SOMEONE out there is licking his wounds after taking an almost $1 million hit after a naked short-selling adventure that went badly wrong.

The Singapore Exchange (SGX) yesterday initiated a buy-in for a huge chunk of China Hongxing shares against a short-seller who had dumped the stock last Friday but failed to cover his position before the close of the session.

In all, the SGX yesterday bought-in some 13 million shares of the mainboard-listed Chinese sports shoes and accessories maker at around 35.5 cents per share.

This was to cover the short sale of an equal amount of shares at around 25 to 27 cents per share during last Friday's session.

Besides taking a loss on the price difference, the short-seller also took a hit on the transaction fee of $40 per block transacted, and a higher brokerage rate of 0.75 per cent on the deal.

Market insiders reckon the loss could stack up to around $1 million.

'It is just plain stupid for anyone to have engaged in naked short-selling in this kind of a market,' remarked one institutional dealer. 'The least they could have done is to get scrip borrowing facilities lined up before shorting the stock.'

No one whom BT contacted could say who Friday's short-seller was, but speculation centres on hedge funds.

Intra-day short-selling is quite common on the SGX, and institutions which do overnight short-selling avail themselves of scrip borrowing-lending (SBL) facilities earlier.
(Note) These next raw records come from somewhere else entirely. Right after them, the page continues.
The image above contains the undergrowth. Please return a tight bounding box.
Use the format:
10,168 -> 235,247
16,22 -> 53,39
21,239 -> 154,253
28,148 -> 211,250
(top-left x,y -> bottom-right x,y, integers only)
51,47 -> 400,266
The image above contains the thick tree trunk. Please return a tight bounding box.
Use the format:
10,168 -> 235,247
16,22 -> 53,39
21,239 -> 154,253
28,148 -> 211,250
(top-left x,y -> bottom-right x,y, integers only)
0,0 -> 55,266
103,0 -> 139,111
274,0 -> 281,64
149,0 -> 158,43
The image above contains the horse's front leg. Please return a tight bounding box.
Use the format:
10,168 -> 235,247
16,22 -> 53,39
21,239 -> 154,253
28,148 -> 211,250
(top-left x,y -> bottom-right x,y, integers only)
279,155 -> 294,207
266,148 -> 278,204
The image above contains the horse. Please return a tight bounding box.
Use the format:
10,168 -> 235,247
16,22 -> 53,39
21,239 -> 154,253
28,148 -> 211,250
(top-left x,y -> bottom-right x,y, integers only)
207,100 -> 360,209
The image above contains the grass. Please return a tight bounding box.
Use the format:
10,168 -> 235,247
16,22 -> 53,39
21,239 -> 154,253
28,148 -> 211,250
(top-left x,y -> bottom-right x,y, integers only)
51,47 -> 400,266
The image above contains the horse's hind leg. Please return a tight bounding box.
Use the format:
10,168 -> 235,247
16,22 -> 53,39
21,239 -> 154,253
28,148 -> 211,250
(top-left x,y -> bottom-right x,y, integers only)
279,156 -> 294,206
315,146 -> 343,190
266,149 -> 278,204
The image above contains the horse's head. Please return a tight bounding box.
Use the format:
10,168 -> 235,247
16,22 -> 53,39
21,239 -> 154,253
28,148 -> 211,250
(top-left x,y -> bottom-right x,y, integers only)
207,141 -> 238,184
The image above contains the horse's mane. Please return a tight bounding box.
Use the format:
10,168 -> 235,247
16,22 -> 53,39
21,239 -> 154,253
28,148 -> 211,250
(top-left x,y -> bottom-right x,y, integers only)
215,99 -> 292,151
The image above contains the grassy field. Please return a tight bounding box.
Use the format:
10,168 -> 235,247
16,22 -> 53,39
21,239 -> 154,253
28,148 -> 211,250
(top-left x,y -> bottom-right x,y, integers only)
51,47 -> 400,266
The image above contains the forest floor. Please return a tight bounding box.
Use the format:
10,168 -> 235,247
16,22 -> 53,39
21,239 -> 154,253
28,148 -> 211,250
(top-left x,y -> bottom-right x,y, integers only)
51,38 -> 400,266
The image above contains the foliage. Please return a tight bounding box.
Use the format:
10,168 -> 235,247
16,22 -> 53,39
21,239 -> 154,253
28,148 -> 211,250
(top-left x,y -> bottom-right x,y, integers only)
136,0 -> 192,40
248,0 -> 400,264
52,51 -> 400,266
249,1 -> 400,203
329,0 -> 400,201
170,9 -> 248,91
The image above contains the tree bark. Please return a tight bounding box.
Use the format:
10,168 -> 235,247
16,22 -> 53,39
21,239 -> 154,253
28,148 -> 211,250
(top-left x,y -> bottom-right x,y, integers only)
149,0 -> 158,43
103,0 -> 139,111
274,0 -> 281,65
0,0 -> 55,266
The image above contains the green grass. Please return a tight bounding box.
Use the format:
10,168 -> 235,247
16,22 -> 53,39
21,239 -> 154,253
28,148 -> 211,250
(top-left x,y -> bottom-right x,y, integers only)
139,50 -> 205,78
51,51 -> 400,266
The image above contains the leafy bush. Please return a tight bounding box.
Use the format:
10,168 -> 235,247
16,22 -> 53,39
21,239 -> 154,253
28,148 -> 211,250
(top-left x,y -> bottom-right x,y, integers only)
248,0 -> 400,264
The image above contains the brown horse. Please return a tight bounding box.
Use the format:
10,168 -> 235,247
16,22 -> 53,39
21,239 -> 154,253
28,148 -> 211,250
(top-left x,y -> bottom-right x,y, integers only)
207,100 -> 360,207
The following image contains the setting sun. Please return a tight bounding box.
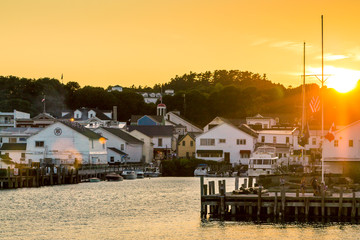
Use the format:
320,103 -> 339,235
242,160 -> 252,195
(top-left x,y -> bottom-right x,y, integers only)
311,66 -> 360,93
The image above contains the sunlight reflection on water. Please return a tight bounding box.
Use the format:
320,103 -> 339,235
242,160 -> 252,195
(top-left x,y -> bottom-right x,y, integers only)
0,178 -> 360,240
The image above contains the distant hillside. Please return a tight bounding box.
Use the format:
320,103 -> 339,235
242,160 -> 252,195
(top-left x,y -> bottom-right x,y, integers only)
0,70 -> 360,126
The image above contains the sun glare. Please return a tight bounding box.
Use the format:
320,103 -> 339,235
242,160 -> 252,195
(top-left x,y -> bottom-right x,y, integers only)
311,66 -> 360,93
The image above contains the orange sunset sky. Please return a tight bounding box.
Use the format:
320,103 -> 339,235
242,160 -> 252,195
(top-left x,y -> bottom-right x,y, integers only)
0,0 -> 360,91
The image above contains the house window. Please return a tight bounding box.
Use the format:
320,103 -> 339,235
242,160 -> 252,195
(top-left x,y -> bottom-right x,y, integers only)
35,141 -> 44,147
200,138 -> 215,146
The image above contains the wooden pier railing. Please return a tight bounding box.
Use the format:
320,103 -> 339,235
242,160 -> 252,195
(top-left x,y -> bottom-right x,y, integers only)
200,177 -> 360,220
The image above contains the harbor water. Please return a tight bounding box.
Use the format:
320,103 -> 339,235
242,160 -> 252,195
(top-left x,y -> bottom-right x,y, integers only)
0,177 -> 360,240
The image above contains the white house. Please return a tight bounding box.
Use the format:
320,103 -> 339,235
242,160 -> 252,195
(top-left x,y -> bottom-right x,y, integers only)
165,111 -> 203,135
256,128 -> 296,164
196,122 -> 258,165
129,130 -> 154,163
0,143 -> 26,164
26,121 -> 107,165
322,120 -> 360,175
62,106 -> 114,129
95,127 -> 145,163
0,110 -> 30,129
127,125 -> 176,160
246,114 -> 279,129
203,117 -> 246,132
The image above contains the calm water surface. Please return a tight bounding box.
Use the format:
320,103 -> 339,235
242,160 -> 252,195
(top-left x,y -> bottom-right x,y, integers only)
0,177 -> 360,240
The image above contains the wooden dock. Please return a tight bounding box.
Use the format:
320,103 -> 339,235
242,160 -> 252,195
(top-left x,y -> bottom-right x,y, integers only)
0,167 -> 121,190
200,177 -> 360,220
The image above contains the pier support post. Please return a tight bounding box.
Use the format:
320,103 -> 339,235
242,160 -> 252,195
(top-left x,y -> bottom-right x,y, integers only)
257,187 -> 261,216
351,190 -> 356,217
248,177 -> 253,187
281,185 -> 286,216
338,187 -> 343,217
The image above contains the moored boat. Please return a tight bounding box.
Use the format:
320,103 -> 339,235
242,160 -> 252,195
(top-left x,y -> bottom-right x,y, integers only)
121,170 -> 137,179
105,173 -> 124,181
248,146 -> 278,177
194,163 -> 209,177
89,177 -> 101,182
144,167 -> 161,177
135,170 -> 144,178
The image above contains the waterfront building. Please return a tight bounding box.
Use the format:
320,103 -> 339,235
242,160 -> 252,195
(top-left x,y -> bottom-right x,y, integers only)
322,120 -> 360,175
196,122 -> 258,165
16,113 -> 57,128
61,106 -> 118,128
26,121 -> 107,165
129,130 -> 154,163
165,111 -> 203,135
246,114 -> 279,129
176,132 -> 200,158
127,125 -> 176,160
256,127 -> 296,164
203,117 -> 246,132
94,127 -> 145,164
0,110 -> 30,129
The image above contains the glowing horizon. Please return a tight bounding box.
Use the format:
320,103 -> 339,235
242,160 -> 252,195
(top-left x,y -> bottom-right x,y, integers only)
0,0 -> 360,91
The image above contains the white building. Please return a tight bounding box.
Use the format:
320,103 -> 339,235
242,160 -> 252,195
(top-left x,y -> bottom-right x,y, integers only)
26,122 -> 107,165
322,120 -> 360,175
95,127 -> 145,163
256,128 -> 297,164
129,130 -> 154,163
127,125 -> 176,160
196,123 -> 258,165
0,110 -> 30,129
246,114 -> 279,129
165,111 -> 203,135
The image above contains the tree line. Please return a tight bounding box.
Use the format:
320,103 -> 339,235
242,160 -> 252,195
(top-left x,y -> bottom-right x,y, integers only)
0,70 -> 360,126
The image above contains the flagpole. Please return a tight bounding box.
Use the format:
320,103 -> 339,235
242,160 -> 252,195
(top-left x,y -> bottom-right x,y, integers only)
44,95 -> 46,113
321,15 -> 325,184
301,42 -> 306,164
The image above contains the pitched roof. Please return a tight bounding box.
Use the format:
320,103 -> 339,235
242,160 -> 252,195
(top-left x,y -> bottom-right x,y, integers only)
237,124 -> 258,138
60,121 -> 102,139
108,147 -> 128,155
0,143 -> 26,150
62,108 -> 111,120
130,115 -> 163,123
126,125 -> 174,137
102,127 -> 144,144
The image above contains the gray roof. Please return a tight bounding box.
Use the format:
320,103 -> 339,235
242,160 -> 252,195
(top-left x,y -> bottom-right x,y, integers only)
60,121 -> 102,139
126,125 -> 174,137
0,143 -> 26,150
108,147 -> 128,155
102,127 -> 144,144
130,115 -> 163,123
62,108 -> 111,120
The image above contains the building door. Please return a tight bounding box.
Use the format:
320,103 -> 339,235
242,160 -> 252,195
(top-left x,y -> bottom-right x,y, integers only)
224,152 -> 230,163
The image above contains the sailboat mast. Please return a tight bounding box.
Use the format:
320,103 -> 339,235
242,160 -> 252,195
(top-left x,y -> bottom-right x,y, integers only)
321,15 -> 325,184
301,42 -> 306,164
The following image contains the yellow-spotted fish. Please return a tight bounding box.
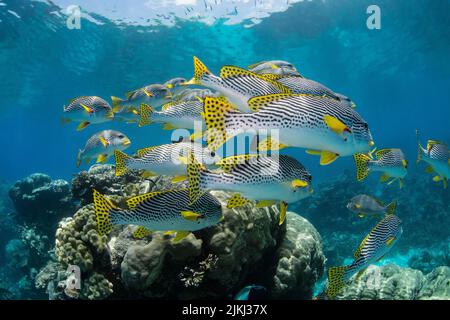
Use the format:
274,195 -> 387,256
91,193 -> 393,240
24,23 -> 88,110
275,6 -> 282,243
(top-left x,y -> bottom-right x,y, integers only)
94,189 -> 222,241
111,84 -> 172,112
416,131 -> 450,189
138,100 -> 204,130
247,60 -> 300,76
347,194 -> 397,218
325,214 -> 403,298
115,142 -> 220,182
164,77 -> 186,96
77,130 -> 131,167
203,94 -> 374,165
188,155 -> 312,224
61,96 -> 114,131
354,149 -> 408,188
185,57 -> 291,112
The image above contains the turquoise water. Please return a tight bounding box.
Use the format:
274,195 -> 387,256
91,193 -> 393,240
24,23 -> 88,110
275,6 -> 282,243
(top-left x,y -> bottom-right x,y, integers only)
0,0 -> 450,300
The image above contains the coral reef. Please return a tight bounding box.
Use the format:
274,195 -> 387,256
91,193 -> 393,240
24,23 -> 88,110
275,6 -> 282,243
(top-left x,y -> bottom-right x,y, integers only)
337,264 -> 450,300
36,165 -> 325,299
9,173 -> 75,235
OCBC Securities has the largest SBL account facility here.

What also baffled many market insiders was the fact that the short-selling was done at a historic low price for the stock - something which would have immediately raised eyebrows and attention.

China Hongxing, which a year ago was trading at around $1.40, has been on a seemingly inexorable decline over the past 12 months, in tandem with the market. It closed at 33.5 cents yesterday, a two-cent gain, on a volume of 60.4 million.